According to evidence presented at trial, Ahmed, a surgeon who practiced at Kingsbrook Jewish Medical Center and Wyckoff Heights Medical Center in Brooklyn, Franklin Hospital in Valley Stream, and Mercy Medical Center in Rockville Centre, New York, billed the Medicare program for incision-and-drainage and wound debridement procedures that he did not perform.  Ahmed wrote out lists of phony surgeries and sent the lists to his billing company in Michigan with instructions that they be billed to Medicare.  Ahmed also directed that the surgeries be billed as though they had taken place in an operating room so as to increase the payout for the fraudulent scheme, the evidence showed.

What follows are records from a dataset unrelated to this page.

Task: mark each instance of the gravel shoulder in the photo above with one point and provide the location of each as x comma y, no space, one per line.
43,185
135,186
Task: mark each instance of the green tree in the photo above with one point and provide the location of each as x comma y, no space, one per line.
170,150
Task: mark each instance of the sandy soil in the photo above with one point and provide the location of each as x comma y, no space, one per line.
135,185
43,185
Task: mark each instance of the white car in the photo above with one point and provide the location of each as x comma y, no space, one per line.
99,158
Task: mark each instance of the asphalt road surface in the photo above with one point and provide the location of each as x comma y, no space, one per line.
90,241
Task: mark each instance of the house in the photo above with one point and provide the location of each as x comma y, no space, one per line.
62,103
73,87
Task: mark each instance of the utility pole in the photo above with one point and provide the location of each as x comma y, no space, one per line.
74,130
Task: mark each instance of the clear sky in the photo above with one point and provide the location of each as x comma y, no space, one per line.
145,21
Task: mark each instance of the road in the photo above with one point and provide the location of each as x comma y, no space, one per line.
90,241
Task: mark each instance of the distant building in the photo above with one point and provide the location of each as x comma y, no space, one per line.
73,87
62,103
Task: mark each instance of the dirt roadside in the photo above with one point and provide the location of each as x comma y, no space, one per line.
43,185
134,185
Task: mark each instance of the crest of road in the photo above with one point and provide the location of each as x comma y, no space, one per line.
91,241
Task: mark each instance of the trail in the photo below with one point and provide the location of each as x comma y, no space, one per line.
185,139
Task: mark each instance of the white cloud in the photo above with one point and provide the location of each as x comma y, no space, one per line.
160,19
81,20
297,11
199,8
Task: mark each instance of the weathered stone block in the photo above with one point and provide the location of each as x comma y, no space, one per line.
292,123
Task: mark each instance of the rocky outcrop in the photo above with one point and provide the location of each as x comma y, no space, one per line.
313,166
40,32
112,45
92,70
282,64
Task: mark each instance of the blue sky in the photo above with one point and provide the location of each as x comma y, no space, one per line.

The evidence introduced at trial showed that Medicare paid over $ 7 million to Ahmed for fraudulent claims.

The FBI and HHS-OIG investigated the case, which was brought as part of the Medicare Fraud Strike Force, under the supervision of the Criminal Division’s Fraud Section and the U.S. Attorney’s Office for the Eastern District of New York.  Trial Attorney Debra Jaroslawicz of the Fraud Section, Assistant U.S. Attorney F. Turner Buford, formerly a Fraud Section trial attorney, and Senior Litigation Counsel Patricia Notopoulos of the Eastern District of New York are prosecuting the case.

The Fraud Section leads the Medicare Fraud Strike Force.  Since its inception in March 2007, the Medicare Fraud Strike Force, now operating in nine cities across the country, has charged nearly 3,500 defendants who have collectively billed the Medicare program for more than $ 12.5 billion.  In addition, the HHS Centers for Medicare & Medicaid Services, working in conjunction with HHS-OIG, are taking steps to increase accountability and decrease the presence of fraudulent providers.